Случайно — поверьте — у меня под рукой (после сегодняшних занятий со студентами) оказалась страничка из Выготского. И я подумал, что она чрезвычайно удобна, чтобы сценировать мое краткое выступление. Это знаменитое место из «Исторического смысла психологического кризиса», где Выготский обсуждает проблему метода научной психологии. Он говорит здесь о том — как вы, должно быть, помните, – что психология должна искать этот свой метод на пути косвенного метода. Отталкиваясь от современных ему работ по методологии науки и, ближайшим образом, опираясь на одну из ранних работ Бинсвангера, он пытается сформулировать свою идею в такой запоминающейся форме. Все «быть или не быть», говорит он, научной психологии определяется тем, сможет она или нет найти свой «градусник». Этот странный на первый взгляд тезис в контексте рассуждения Выготского становится очень понятным. Выготский обращает наше внимание на то, что все науки, которые достигли к тому времени строгости собственно научного метода, складывались на пути косвенного метода. Отсюда и появляется «градусник»: между исследователем и тем, что он исследует, всегда вставляется некий особый предмет — инструмент или средство, – который и позволяет выполнять исследование. Причем инструмент этот не продолжает прямо наличную у исследователя способность наблюдения — градусник не продолжает прямо мою способность чувствовать тепло и различие температуры, но он замещает эту способность и позволяет выполнять соответствующие измерения на другом — «обходном» — пути. Вот в этом контексте Выготский и формулирует задачу для психологии.
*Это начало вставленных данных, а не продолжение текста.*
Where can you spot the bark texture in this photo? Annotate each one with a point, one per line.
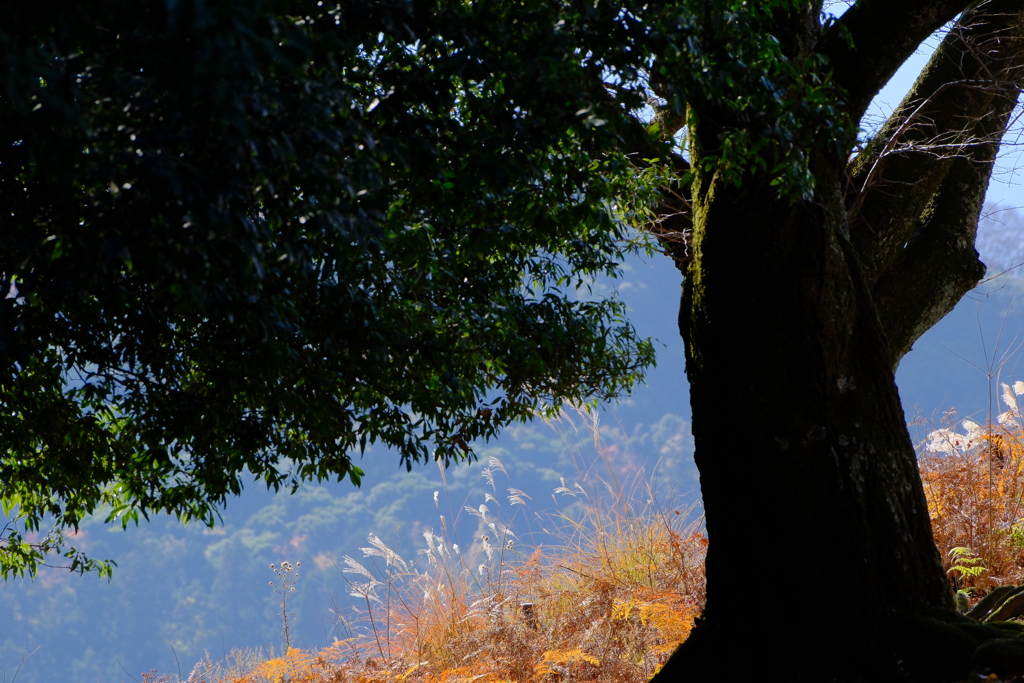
(794, 317)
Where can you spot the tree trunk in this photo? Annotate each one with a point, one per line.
(821, 563)
(817, 521)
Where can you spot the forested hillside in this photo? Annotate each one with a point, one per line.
(179, 592)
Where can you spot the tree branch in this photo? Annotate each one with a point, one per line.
(970, 83)
(884, 35)
(939, 263)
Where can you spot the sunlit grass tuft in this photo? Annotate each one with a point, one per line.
(607, 596)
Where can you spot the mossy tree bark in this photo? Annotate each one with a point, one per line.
(795, 317)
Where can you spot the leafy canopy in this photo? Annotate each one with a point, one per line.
(257, 237)
(251, 239)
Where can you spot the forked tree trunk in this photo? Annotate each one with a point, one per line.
(820, 563)
(816, 517)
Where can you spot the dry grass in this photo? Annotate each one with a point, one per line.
(611, 599)
(608, 601)
(974, 479)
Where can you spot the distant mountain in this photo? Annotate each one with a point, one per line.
(1000, 241)
(181, 591)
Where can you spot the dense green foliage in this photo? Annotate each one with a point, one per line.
(247, 239)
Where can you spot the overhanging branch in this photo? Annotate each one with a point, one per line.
(969, 86)
(884, 35)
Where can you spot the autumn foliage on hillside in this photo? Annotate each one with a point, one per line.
(974, 480)
(621, 588)
(608, 600)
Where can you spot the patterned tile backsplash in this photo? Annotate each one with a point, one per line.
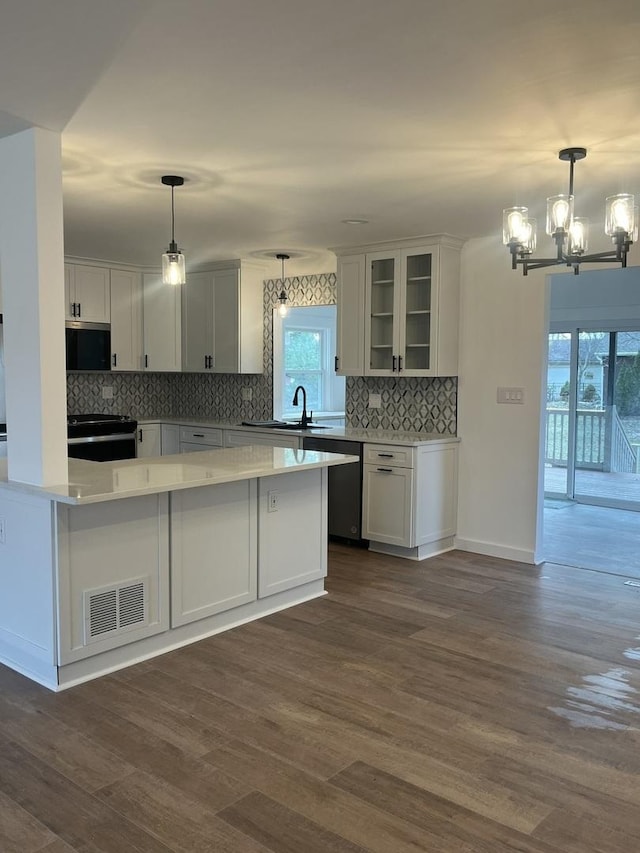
(417, 405)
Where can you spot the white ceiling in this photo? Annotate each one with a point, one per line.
(288, 116)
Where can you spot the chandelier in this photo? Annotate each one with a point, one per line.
(570, 233)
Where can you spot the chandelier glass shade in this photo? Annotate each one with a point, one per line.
(569, 232)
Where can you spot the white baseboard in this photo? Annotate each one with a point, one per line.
(492, 549)
(421, 552)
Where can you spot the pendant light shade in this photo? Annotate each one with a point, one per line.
(282, 299)
(173, 264)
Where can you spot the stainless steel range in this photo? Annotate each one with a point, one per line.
(101, 438)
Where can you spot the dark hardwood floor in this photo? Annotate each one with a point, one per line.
(461, 705)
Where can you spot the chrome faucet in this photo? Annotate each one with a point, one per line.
(304, 420)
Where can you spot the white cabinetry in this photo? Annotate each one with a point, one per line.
(222, 319)
(170, 439)
(149, 440)
(410, 498)
(409, 326)
(240, 438)
(292, 524)
(350, 319)
(113, 574)
(87, 293)
(126, 320)
(194, 439)
(162, 339)
(213, 550)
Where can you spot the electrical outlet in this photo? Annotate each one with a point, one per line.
(511, 395)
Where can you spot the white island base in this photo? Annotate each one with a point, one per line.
(94, 579)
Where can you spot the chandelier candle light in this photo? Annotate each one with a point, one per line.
(570, 233)
(173, 266)
(282, 299)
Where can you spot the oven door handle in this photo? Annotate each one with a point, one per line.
(91, 439)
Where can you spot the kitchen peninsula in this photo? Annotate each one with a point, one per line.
(133, 558)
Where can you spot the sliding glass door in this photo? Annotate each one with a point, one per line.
(593, 417)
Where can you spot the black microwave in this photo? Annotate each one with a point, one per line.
(88, 345)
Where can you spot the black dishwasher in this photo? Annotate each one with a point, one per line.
(345, 487)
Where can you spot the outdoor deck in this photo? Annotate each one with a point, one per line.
(602, 484)
(592, 537)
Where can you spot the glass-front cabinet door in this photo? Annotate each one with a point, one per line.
(414, 353)
(399, 333)
(381, 334)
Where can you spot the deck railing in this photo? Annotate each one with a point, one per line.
(601, 442)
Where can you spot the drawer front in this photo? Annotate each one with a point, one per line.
(388, 454)
(201, 435)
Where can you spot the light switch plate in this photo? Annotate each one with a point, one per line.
(511, 395)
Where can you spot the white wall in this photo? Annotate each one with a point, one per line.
(503, 329)
(504, 321)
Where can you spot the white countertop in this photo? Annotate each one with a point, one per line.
(94, 482)
(370, 436)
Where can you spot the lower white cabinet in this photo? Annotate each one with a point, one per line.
(387, 502)
(170, 439)
(194, 439)
(149, 440)
(113, 574)
(409, 498)
(292, 523)
(241, 438)
(213, 550)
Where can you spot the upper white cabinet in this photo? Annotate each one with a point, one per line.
(350, 321)
(126, 320)
(222, 319)
(398, 306)
(87, 293)
(162, 340)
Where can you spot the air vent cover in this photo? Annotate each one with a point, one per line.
(113, 610)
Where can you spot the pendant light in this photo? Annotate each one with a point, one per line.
(282, 299)
(173, 267)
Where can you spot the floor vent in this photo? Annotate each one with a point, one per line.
(114, 610)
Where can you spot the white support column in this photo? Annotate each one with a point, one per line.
(32, 271)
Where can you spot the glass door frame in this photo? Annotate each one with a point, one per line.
(574, 330)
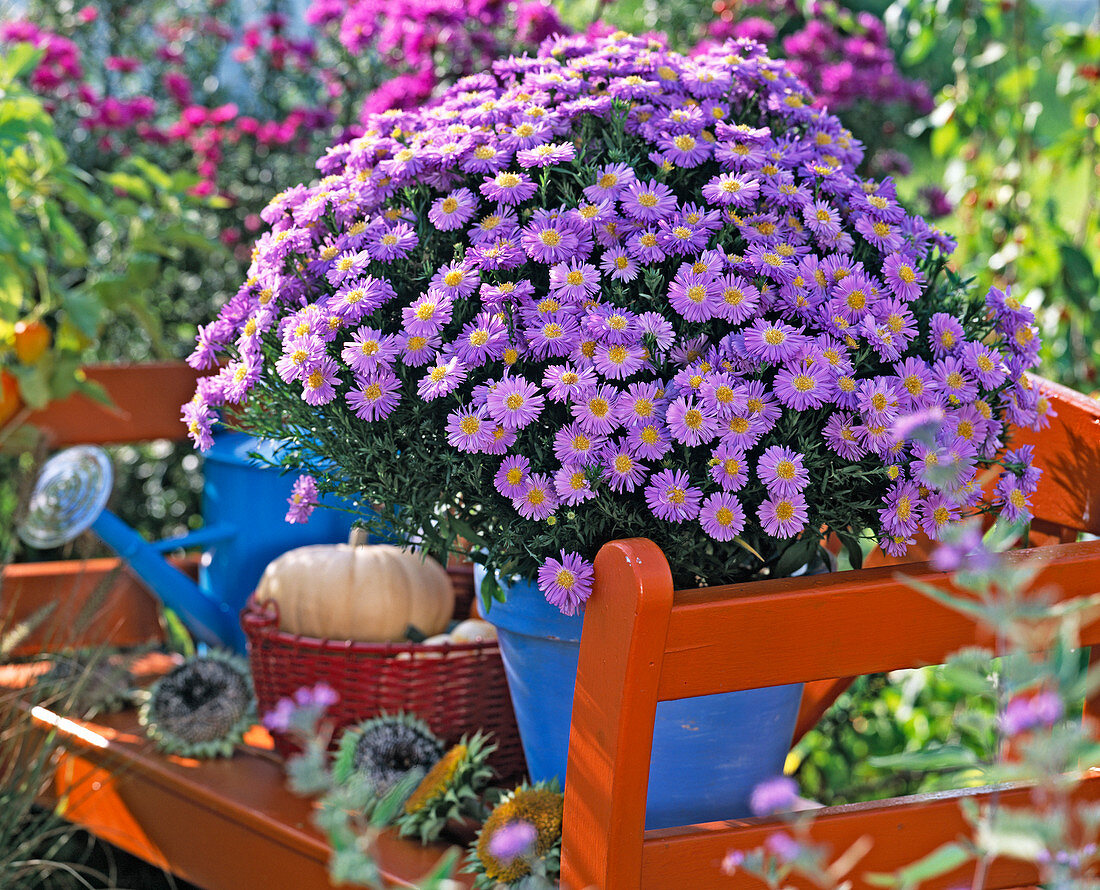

И вы уже догадываетесь, даже если вы не читали этого места у Выготского, что таким «градусником» для психологии, по Выготскому, и оказывается знак.

Но из этого для психологии проистекают очень неожиданные последствия. Последствия, которые ведут к радикальному различию между ситуацией исследования, в которой оказывается психолог, и той, что имеет место в естественных науках.

И вот здесь уместно прочесть буквально один абзац из этой работы Выготского (страница 406 из первого тома собрания его сочинений). Разъясняя свою идею косвенного метода в психологии, Выготский называет его в этом месте «объективно-аналитическим».

Он пишет: «Сходство объективно-аналитического метода с экспериментальным сводится к тому, что и в нем (то есть в эксперименте. – А.П. ) мы имеем искусственную комбинацию явлений, в которой действие определенного закона должно проявиться в наиболее чистом виде. Это есть как бы “ловушка для природы”, анализ в действии». Обратите внимание на эти замечательные слова: «ловушка для природы» и «анализ в действии». «Такую же искусственную комбинацию явлений, – продолжает Выготский, – только путем мысленной абстракции, мы создаем в анализе. Особенно это ясно в применении также к искусственным построениям. Будучи направленными не на научные, а на практические цели, они рассчитаны на действие определенного психологического или физического закона». И дальше идет это знаменитое перечисление, которое я уже приводил в своей книжке: «Таковы, – пишет Выготский, – машина, анекдот, лирика, воинская команда». Под «машиной» Выготский имеет здесь в виду машину в буквальном смысле слова — паровой котел, ближайшим образом. Понятно, почему в случае Выготского появляется именно этот тип машин — он же был туберкулезником, – тогда как в случае Эйзенштейна на этом месте всегда стоял ткацкий станок, поскольку ведь что такое «текст»? – «текст» — это «ткань». Парадоксальным образом у Выготского тут в одном ряду с паровым котлом стоят … «анекдот, лирика, воинская команда»!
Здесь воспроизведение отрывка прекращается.